Таков был лагерный обычай. Когда на утренней линейке старший пионервожатый объявлял: за грубое нарушение лагерного режима такие-то из лагеря исключены, виновные уже давно были в Москве. Потому что пикап, который их отвозил, трогался с неумолимой точностью — ровно в пять утра. Этот самый пикап был чем-то вроде передвижного эшафота и вызывал во мне некоторое подобие средневекового ужаса.
— Ты хочешь сказать, что у нас «Голос Америки» был включен на трансляцию? — с ужасным шевелением волос на голове догадался, наконец, я.
— Слушай, не надо Ваньку валять. За два километра, из Мосэнерго слышно было. — По его тяжелому дыханию я понял, что все эти два километра он бежал.
— И долго это продолжалось? — с видом настоящего идиота спросил я.
— Все, хватит! Забудьте сюда дорогу! Оба!
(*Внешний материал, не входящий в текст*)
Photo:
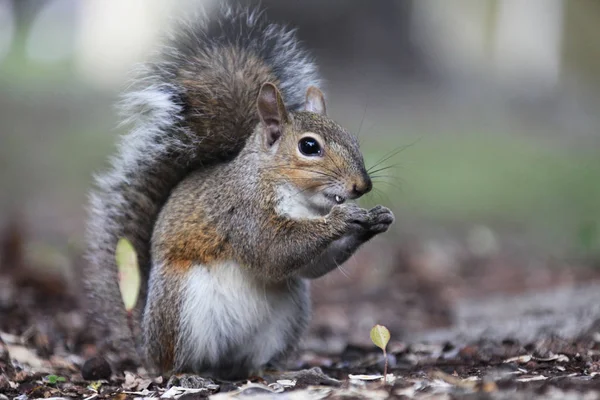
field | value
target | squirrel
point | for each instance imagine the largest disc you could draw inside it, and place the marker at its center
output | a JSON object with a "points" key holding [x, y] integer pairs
{"points": [[233, 186]]}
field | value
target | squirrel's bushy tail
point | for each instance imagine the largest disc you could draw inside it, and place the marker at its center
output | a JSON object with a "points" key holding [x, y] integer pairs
{"points": [[192, 107]]}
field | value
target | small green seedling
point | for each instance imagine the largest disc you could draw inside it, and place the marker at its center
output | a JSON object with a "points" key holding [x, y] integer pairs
{"points": [[129, 273], [54, 379], [380, 336]]}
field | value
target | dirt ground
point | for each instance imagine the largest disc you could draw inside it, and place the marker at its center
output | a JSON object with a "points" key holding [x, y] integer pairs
{"points": [[463, 326]]}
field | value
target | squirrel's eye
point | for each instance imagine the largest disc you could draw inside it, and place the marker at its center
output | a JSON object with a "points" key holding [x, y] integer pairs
{"points": [[309, 147]]}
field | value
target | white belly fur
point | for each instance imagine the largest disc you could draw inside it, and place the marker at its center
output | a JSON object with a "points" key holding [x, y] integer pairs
{"points": [[228, 317]]}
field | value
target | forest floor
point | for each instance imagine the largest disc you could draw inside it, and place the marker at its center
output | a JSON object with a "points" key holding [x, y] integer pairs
{"points": [[475, 327]]}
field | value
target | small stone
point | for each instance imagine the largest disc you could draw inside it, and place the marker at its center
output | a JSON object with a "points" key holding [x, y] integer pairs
{"points": [[96, 368]]}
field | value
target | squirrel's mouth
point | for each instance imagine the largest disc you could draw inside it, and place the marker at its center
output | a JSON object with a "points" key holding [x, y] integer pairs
{"points": [[336, 198]]}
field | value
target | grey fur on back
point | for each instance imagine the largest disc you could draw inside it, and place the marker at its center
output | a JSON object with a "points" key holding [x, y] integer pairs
{"points": [[163, 146]]}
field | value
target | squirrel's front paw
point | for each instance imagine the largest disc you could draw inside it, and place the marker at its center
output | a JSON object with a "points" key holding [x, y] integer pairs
{"points": [[380, 219], [350, 217]]}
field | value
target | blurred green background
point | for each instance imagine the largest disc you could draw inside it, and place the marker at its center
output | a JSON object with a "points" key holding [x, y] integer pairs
{"points": [[493, 106]]}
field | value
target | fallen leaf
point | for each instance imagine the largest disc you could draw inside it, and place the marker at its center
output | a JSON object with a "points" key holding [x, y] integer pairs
{"points": [[129, 273], [380, 336]]}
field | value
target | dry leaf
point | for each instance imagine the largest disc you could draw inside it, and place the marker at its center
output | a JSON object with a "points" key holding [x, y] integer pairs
{"points": [[380, 336]]}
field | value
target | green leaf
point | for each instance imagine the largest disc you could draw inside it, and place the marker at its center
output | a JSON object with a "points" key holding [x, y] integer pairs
{"points": [[54, 379], [380, 336], [129, 273]]}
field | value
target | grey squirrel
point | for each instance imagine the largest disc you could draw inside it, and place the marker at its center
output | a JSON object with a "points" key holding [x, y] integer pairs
{"points": [[232, 186]]}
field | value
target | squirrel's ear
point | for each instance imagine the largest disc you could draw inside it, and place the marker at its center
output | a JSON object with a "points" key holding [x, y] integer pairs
{"points": [[271, 111], [315, 101]]}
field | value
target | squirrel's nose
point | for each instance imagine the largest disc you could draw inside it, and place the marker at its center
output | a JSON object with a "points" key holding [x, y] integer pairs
{"points": [[363, 186]]}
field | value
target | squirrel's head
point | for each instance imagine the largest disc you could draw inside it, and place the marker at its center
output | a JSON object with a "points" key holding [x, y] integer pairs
{"points": [[314, 160]]}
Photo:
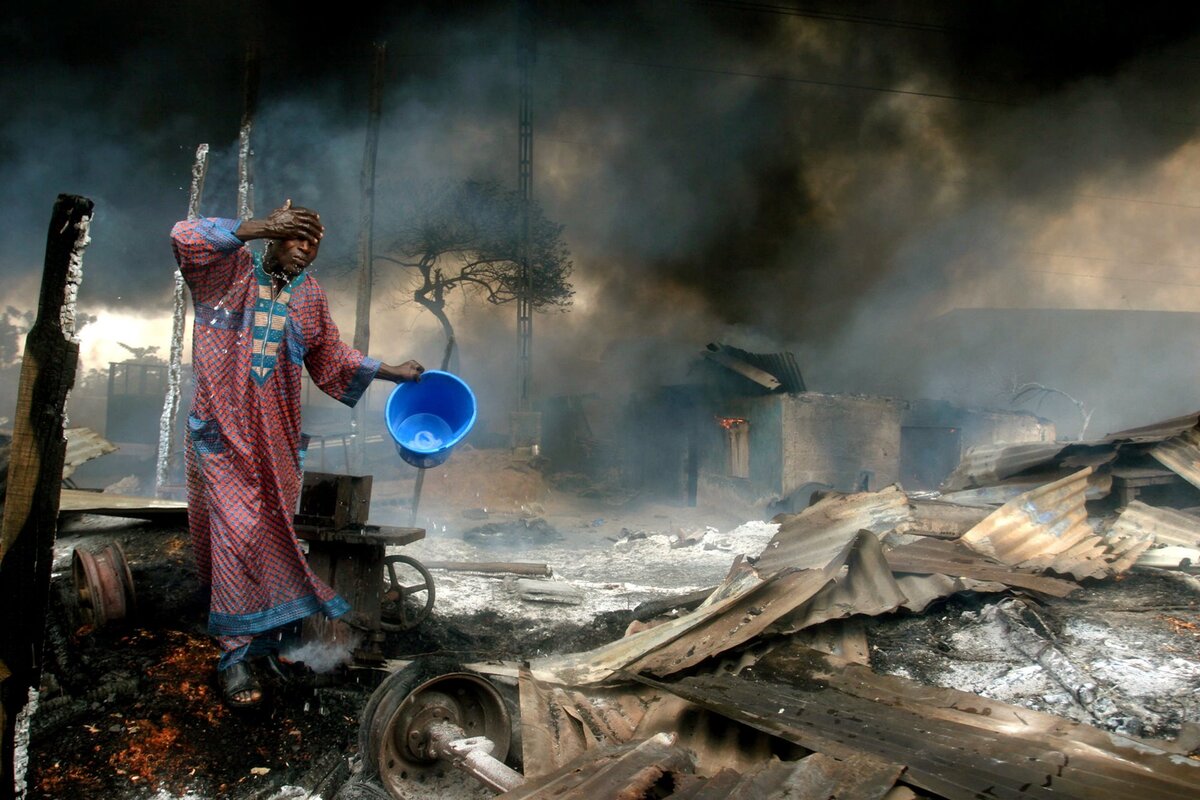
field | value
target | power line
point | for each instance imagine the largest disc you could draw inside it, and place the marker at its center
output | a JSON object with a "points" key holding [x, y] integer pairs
{"points": [[1113, 260], [787, 11], [793, 79], [1114, 277]]}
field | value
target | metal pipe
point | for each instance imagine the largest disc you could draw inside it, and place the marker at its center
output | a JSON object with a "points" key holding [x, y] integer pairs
{"points": [[472, 755]]}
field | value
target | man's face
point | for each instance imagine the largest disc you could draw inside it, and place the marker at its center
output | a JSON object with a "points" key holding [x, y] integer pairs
{"points": [[294, 256]]}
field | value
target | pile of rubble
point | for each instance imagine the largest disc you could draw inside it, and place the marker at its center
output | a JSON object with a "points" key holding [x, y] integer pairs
{"points": [[766, 689]]}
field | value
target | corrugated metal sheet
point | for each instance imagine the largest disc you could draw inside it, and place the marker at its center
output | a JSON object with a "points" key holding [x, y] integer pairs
{"points": [[1099, 486], [953, 744], [629, 770], [942, 518], [780, 365], [845, 638], [1181, 453], [1163, 525], [119, 505], [987, 464], [1047, 528], [83, 445], [923, 589], [864, 587], [814, 537], [1157, 431], [858, 581], [747, 371], [936, 557]]}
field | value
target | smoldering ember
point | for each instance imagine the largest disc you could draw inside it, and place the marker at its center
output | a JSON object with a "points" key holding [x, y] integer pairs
{"points": [[807, 402]]}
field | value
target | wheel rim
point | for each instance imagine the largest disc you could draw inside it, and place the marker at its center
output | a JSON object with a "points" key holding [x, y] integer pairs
{"points": [[397, 726]]}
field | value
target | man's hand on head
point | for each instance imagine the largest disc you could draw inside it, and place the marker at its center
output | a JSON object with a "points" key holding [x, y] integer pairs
{"points": [[283, 223], [407, 372], [294, 223]]}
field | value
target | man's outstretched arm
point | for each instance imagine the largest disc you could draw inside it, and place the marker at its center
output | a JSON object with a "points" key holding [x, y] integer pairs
{"points": [[403, 373]]}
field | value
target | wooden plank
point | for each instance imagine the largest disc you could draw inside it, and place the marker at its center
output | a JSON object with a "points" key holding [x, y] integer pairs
{"points": [[967, 756], [35, 470]]}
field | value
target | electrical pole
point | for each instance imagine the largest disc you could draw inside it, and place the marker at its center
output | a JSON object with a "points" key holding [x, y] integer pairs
{"points": [[525, 188], [526, 422]]}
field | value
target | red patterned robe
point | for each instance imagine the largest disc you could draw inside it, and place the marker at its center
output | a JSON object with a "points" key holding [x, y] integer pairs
{"points": [[244, 449]]}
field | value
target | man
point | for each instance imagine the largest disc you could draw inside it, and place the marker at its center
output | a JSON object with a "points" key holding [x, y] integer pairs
{"points": [[258, 319]]}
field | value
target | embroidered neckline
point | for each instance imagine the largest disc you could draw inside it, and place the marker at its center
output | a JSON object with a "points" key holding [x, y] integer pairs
{"points": [[270, 320]]}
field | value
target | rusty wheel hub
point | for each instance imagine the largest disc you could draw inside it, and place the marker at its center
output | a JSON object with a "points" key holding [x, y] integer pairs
{"points": [[397, 732], [103, 584]]}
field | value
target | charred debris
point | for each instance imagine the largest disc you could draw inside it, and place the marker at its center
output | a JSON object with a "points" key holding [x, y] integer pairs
{"points": [[1027, 626]]}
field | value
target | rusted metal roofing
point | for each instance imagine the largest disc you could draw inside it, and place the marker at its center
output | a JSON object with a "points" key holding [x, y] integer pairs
{"points": [[845, 638], [561, 723], [987, 464], [923, 589], [937, 557], [942, 518], [953, 744], [1163, 525], [1157, 431], [815, 536], [780, 365], [857, 579], [1181, 453], [761, 377], [629, 770], [83, 445], [1099, 486], [659, 767], [1045, 529], [119, 505]]}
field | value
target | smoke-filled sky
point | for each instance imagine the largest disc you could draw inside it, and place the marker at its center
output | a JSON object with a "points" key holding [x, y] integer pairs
{"points": [[832, 180]]}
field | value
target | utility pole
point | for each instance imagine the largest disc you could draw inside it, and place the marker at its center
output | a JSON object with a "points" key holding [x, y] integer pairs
{"points": [[526, 422], [366, 242], [525, 188]]}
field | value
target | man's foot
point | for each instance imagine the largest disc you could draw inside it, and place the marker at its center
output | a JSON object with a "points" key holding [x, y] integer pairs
{"points": [[239, 686]]}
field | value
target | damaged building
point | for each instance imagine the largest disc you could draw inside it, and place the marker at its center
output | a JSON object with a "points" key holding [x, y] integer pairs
{"points": [[748, 429]]}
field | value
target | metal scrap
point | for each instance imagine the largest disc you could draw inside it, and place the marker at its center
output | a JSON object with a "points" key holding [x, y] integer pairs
{"points": [[814, 536], [953, 744], [1045, 529]]}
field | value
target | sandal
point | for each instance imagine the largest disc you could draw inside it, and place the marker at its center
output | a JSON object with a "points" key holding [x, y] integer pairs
{"points": [[238, 679], [283, 672]]}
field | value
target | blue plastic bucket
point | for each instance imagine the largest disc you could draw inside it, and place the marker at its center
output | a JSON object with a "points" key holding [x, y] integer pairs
{"points": [[427, 419]]}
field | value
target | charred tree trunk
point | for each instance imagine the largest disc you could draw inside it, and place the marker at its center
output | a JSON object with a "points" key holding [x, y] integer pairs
{"points": [[35, 476], [250, 103], [175, 366]]}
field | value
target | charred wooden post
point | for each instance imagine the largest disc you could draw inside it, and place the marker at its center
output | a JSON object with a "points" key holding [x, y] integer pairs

Дико пришибленный я вышел вон.
— Чудище обво, огромно, озорно, стозевно и ваяй, — съерничал Сашок.
— Ваяй, ваяй, — передразнил я. — Ты хоть понимаешь, что мы наделали?
— А что мы такого надевали?
— Человек нам доверял…
— А его просили доверять? Я — человек несознательный, за мной — гваз да гваз, ухо, да еще ухо.
— Ну, ты и…! — едва удержался я от такого слова, о котором потом пожалел бы. И до чего же отвратительным показалось мне сейчас его кваканье на букве эл.
— А ты — амеба! — влепил он мне.
— Амеба, не правда ли, это что-то бесформенное? Согласен: я — бесформенный. Зато ты — форменный… кретин! Если бы Вадим надавал нам по шеям, мне было бы и то легче.